17 ans plus tard, la prison de Guantánamo demeure une menace pour les droits humains

La prison militaire de Guantánamo Bay ternit le bilan des États-Unis en matière de droits humains et tant qu’elle restera ouverte, des violations de ces droits continueront d’être commises, a déclaré Amnesty International États-Unis à la veille de la date anniversaire de son ouverture le 11 janvier.

« Lorsque le président Donald Trump a annulé l’ordonnance de son prédécesseur Barack Obama concernant la fermeture de la prison militaire de Guantánamo, il a ouvert la voie à une nouvelle ère de terribles violations des droits humains, a déclaré Daphné Eviatar, directrice du programme Sécurité et droits humains à Amnesty International États-Unis.

« Alors que cette prison aurait dû être reléguée depuis bien longtemps au rang de chapitre déplorable de l’histoire des États-Unis, Guantánamo continue de fonctionner 17 ans plus tard, symbole de l’islamophobie qui se matérialise dans la manipulation des peurs et la xénophobie qui définissent la présidence de Donald Trump. »
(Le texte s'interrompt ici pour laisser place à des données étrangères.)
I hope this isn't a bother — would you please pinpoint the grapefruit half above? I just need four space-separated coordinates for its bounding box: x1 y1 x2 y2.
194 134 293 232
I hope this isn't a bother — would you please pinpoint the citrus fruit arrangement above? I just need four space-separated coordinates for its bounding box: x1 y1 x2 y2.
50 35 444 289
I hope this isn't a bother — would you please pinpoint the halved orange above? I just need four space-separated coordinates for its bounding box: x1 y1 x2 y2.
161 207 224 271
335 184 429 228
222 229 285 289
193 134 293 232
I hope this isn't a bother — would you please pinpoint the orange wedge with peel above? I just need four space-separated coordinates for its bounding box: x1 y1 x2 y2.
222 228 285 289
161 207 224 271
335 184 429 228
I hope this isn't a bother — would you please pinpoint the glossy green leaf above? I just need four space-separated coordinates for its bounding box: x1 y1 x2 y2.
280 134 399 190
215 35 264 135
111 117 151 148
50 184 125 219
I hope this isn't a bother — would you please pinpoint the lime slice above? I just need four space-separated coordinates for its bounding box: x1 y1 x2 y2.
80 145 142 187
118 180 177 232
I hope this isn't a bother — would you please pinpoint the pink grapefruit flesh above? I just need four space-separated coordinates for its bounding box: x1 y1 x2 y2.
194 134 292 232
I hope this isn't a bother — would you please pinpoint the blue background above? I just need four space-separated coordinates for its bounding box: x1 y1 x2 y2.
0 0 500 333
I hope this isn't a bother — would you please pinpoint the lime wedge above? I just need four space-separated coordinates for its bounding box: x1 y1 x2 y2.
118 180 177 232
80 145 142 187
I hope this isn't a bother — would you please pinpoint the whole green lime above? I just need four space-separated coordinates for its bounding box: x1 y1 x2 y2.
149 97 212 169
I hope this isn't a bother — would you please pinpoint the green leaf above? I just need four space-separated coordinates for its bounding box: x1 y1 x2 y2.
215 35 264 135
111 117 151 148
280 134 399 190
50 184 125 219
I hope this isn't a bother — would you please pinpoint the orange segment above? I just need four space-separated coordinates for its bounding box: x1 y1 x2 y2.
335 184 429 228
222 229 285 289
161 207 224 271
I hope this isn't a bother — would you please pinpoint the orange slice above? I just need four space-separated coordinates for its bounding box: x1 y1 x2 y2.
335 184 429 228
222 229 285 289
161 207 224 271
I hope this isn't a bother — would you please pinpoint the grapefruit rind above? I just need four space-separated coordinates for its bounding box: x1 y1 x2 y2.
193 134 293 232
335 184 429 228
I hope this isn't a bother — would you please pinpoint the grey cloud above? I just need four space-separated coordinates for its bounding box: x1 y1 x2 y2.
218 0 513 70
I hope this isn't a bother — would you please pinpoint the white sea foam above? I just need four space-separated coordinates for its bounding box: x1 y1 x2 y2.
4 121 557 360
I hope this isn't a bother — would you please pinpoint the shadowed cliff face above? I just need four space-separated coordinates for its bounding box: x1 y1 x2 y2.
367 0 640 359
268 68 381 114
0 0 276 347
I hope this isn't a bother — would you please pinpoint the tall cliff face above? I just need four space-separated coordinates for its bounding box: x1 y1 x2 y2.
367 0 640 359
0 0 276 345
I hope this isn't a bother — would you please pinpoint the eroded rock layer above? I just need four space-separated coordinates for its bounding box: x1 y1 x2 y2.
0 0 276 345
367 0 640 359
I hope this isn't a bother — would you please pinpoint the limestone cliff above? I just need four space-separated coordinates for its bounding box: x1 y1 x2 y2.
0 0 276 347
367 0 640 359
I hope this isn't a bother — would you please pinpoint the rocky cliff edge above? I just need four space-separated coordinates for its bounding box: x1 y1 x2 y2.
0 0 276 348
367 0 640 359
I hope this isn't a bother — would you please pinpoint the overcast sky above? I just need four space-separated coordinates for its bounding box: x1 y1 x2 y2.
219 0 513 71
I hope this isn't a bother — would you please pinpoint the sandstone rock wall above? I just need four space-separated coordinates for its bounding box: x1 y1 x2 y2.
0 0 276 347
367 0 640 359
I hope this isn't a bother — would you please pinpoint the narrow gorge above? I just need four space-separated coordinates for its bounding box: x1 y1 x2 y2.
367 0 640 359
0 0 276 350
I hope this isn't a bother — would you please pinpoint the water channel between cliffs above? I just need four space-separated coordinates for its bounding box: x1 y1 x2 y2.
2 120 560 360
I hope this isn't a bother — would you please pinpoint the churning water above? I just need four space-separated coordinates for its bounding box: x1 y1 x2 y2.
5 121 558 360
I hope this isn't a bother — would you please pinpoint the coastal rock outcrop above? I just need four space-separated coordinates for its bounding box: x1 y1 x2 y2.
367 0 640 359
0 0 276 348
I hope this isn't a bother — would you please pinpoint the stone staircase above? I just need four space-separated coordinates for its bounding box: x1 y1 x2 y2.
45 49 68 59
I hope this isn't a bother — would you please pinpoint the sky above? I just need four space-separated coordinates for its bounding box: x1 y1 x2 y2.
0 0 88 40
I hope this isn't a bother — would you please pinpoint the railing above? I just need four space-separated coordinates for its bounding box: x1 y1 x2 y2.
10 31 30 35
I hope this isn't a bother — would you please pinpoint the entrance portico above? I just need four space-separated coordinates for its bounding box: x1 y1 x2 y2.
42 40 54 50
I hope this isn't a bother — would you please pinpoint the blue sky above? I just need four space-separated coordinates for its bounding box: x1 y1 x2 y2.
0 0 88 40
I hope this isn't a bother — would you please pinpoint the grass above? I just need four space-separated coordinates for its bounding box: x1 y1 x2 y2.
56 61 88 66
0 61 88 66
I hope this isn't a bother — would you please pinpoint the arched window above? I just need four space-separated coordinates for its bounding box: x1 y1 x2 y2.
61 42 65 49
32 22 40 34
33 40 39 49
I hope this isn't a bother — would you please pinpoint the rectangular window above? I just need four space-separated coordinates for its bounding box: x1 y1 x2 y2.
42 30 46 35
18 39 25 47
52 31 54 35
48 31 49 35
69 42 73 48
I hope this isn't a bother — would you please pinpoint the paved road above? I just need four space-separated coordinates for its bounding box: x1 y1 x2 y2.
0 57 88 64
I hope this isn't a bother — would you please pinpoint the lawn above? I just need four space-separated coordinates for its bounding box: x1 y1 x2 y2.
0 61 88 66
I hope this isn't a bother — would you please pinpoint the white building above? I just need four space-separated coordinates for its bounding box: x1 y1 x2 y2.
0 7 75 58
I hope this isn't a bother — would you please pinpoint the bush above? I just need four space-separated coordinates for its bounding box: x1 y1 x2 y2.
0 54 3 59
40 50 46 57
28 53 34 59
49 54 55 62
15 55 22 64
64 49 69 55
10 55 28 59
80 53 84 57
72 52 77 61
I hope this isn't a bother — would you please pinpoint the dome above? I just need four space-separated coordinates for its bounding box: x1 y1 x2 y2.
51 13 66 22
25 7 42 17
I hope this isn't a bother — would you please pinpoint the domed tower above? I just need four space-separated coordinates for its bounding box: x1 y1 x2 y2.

Actuellement, 40 hommes musulmans sont détenus à Guantánamo, et la plupart ont été torturés. Certains de ces détenus ont vu leur transfert validé il y a des années, mais ils demeurent incarcérés. Citons notamment Toffiq al Bihani, torturé par la CIA avant d’être envoyé à Guantánamo en 2003. Son transfert a été approuvé en 2010.

« Comment ne pas imaginer que Guantánamo restera un site où des violations des droits humains sont commises sous le régime d’un président qui croit – assertion cruelle et erronée – que la torture est acceptable. Ceux dont le transfert a été approuvé doivent être transférés immédiatement, et tous les autres prisonniers doivent être inculpés et jugés de manière équitable ou libérés, afin que cette institution honteuse puisse fermer ses portes définitivement. »

Le 11 janvier à 14h30, Amnesty International États-Unis se joindra à d’autres organisations de défense des droits humains lors d’un rassemblement au parc Lafayette à Washington, D.C., pour réclamer la fermeture de la prison.